Physics-constrained Gaussian Processes for Predicting Shockwave Hugoniot Curves

arXiv:2601.06655v1 Announce Type: cross
Abstract: A physics-constrained Gaussian Process regression framework is developed for predicting shocked material states along the Hugoniot curve using data from a small number of shockwave simulations. The proposed Gaussian process employs a probabilistic Taylor series expansion in conjunction with the Rankine-Hugoniot jump conditions between the various shocked material states to construct a thermodynamically consistent covariance function. This leads to the formulation of an optimization problem over a small number of interpretable hyperparameters and enables the identification of regime transitions, from a leading elastic wave to trailing plastic and phase transformation waves. This work is motivated by the need to investigate shock-driven material response for materials discovery and for offering mechanistic insights in regimes where experimental characterizations and simulations are costly.

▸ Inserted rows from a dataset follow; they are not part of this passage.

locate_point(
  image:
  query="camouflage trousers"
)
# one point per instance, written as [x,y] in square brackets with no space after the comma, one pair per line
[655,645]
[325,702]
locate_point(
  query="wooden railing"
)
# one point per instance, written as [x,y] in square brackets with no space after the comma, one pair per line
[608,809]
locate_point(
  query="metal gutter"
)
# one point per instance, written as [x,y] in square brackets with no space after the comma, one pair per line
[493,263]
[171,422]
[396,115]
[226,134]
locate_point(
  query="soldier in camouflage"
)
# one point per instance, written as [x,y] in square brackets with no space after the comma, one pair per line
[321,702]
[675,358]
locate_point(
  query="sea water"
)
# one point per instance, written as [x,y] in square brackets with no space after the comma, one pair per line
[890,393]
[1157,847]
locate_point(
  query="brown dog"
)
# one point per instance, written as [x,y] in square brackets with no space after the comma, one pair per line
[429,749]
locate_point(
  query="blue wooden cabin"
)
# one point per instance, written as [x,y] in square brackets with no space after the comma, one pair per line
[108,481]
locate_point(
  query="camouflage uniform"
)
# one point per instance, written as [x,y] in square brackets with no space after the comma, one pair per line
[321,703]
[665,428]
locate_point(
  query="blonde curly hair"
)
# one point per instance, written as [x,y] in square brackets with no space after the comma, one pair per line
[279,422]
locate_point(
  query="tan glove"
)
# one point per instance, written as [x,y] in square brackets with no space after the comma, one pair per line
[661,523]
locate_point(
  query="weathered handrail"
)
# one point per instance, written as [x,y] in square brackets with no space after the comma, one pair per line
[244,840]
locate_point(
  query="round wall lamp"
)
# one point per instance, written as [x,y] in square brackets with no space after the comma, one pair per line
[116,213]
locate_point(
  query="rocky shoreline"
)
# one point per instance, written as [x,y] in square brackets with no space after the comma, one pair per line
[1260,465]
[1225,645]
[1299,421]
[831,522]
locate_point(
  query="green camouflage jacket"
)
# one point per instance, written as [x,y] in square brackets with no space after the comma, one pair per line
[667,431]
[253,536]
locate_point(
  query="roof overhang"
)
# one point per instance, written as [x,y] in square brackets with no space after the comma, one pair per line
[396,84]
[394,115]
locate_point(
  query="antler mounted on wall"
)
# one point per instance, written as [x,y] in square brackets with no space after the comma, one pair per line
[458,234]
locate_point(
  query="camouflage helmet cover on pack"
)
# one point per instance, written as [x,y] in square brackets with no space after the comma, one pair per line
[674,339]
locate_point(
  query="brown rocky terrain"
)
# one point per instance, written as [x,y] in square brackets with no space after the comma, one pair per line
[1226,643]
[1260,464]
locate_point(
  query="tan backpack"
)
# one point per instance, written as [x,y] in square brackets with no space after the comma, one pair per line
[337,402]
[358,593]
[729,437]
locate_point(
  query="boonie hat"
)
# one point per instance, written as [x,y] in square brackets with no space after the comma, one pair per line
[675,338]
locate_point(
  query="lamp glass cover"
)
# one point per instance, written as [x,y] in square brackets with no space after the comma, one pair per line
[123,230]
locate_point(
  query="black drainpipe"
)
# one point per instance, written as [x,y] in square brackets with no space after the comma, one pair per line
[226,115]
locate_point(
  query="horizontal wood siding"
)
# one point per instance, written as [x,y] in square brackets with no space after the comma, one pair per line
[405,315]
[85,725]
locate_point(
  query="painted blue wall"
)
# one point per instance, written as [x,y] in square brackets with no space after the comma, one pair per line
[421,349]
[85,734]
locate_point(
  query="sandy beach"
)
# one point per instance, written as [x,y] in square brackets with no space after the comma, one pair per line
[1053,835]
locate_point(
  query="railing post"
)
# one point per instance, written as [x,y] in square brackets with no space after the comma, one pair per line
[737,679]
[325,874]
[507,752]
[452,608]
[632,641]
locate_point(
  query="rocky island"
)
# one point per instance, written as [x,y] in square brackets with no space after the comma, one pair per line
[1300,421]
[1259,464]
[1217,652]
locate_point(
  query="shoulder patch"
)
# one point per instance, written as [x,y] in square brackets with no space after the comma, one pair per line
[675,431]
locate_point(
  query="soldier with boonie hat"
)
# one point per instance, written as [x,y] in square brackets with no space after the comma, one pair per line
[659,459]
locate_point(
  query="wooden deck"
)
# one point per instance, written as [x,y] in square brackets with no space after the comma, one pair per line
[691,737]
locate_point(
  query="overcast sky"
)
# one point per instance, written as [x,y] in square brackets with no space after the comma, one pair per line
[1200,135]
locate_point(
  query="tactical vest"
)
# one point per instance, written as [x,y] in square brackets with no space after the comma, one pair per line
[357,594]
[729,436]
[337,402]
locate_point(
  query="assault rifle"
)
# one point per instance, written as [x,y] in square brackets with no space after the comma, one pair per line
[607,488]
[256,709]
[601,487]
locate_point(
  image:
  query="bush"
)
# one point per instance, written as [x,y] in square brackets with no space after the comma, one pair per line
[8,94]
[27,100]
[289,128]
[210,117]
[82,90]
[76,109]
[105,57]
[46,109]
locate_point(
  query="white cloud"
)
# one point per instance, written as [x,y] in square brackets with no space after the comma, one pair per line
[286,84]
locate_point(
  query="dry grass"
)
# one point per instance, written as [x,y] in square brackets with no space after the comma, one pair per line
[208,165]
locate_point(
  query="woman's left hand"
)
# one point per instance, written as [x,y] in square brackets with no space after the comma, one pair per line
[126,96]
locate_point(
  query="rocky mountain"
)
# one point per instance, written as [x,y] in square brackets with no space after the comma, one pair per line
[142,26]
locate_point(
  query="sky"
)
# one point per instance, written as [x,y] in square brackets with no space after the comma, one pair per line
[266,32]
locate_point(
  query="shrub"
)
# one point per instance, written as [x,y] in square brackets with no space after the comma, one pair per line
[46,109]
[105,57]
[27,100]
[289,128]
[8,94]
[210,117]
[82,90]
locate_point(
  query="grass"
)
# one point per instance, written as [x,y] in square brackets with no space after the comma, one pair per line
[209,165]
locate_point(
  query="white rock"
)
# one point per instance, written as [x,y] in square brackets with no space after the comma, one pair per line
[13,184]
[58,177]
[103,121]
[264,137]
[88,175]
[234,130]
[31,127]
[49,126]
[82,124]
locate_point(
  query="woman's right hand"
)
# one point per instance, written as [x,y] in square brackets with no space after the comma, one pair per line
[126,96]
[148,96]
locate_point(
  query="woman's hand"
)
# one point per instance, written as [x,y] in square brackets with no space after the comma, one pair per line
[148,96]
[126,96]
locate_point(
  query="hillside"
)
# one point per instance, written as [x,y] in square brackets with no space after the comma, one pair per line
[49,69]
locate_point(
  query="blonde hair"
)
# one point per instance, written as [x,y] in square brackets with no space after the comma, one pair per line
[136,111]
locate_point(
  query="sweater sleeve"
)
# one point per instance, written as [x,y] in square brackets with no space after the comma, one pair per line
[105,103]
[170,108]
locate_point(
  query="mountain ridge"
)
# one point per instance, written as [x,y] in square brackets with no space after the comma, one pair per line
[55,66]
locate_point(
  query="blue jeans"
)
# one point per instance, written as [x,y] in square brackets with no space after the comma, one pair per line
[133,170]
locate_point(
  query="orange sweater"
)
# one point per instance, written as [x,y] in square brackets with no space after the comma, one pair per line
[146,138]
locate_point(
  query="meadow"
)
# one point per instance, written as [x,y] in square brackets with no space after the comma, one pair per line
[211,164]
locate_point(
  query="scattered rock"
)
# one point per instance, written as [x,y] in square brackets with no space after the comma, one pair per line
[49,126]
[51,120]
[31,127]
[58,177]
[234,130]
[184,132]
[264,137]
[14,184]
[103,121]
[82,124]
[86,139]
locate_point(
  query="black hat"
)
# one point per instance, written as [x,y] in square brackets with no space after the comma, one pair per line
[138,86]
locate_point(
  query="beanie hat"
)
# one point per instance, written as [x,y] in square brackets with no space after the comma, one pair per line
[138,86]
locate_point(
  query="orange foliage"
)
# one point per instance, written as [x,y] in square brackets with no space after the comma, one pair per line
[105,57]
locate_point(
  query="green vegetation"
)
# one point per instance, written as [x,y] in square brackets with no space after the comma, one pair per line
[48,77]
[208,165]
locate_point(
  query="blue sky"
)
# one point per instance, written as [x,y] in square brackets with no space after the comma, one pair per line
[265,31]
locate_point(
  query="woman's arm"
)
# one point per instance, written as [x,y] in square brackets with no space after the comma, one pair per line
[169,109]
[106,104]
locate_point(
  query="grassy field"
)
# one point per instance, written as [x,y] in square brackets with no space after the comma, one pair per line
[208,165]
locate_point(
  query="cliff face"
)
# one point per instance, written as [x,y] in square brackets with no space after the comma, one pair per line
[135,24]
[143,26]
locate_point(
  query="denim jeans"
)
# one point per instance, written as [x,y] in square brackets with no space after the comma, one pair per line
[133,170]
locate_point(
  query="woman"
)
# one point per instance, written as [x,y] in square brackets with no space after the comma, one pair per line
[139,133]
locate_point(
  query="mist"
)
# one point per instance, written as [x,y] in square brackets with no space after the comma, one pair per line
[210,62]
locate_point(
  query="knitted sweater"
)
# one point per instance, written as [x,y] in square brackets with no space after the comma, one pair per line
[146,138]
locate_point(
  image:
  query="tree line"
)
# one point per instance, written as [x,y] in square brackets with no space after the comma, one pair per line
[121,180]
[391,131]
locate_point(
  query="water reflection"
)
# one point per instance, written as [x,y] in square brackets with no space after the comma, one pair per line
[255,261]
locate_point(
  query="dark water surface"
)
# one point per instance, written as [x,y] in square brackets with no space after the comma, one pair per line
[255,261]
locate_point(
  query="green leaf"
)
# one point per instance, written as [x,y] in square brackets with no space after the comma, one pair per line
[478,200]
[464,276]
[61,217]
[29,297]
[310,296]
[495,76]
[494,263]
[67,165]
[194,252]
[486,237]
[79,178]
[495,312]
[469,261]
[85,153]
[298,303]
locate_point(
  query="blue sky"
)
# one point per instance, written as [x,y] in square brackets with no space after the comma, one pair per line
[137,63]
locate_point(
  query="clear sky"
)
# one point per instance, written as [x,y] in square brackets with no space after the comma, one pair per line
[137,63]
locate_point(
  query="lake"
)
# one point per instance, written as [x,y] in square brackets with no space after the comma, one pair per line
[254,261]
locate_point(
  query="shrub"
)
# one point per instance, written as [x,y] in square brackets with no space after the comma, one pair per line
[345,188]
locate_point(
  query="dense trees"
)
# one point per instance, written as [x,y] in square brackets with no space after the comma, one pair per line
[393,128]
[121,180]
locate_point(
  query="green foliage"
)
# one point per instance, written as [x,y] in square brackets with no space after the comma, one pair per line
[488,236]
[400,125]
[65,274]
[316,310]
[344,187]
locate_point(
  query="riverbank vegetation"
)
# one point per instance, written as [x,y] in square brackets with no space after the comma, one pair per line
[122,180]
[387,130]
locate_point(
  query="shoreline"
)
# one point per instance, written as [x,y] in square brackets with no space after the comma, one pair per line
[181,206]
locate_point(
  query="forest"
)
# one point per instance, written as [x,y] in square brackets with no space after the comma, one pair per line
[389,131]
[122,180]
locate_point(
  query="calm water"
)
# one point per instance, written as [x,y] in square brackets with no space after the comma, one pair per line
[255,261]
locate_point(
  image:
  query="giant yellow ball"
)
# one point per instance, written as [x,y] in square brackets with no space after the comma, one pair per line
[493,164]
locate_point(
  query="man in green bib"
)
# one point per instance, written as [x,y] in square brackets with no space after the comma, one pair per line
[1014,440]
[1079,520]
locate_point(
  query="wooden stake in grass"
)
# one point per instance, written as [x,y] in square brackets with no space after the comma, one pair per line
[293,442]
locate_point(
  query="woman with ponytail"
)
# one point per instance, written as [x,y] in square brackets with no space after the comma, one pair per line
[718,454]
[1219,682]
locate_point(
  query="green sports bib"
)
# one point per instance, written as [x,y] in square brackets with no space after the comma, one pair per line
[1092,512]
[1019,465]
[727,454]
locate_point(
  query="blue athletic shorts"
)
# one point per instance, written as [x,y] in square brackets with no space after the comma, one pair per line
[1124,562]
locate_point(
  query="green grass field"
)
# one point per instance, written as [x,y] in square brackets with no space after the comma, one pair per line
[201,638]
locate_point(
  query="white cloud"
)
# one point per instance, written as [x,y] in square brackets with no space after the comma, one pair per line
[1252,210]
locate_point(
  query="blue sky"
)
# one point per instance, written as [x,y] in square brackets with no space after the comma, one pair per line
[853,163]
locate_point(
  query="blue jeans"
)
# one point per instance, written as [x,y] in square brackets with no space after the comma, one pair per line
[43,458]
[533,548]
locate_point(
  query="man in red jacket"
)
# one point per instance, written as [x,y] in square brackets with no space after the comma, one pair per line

The proposed methodology relies on large-scale molecular dynamics which are an accurate but expensive computational alternative to experiments. Under these constraints, the proposed methodology establishes Hugoniot curves from a limited number of molecular dynamics simulations. We consider silicon carbide as a representative material and atomic-level simulations are performed using a reverse ballistic approach together with appropriate interatomic potentials. The framework reproduces the Hugoniot curve with satisfactory accuracy while also quantifying the uncertainty in the predictions using the Gaussian Process posterior.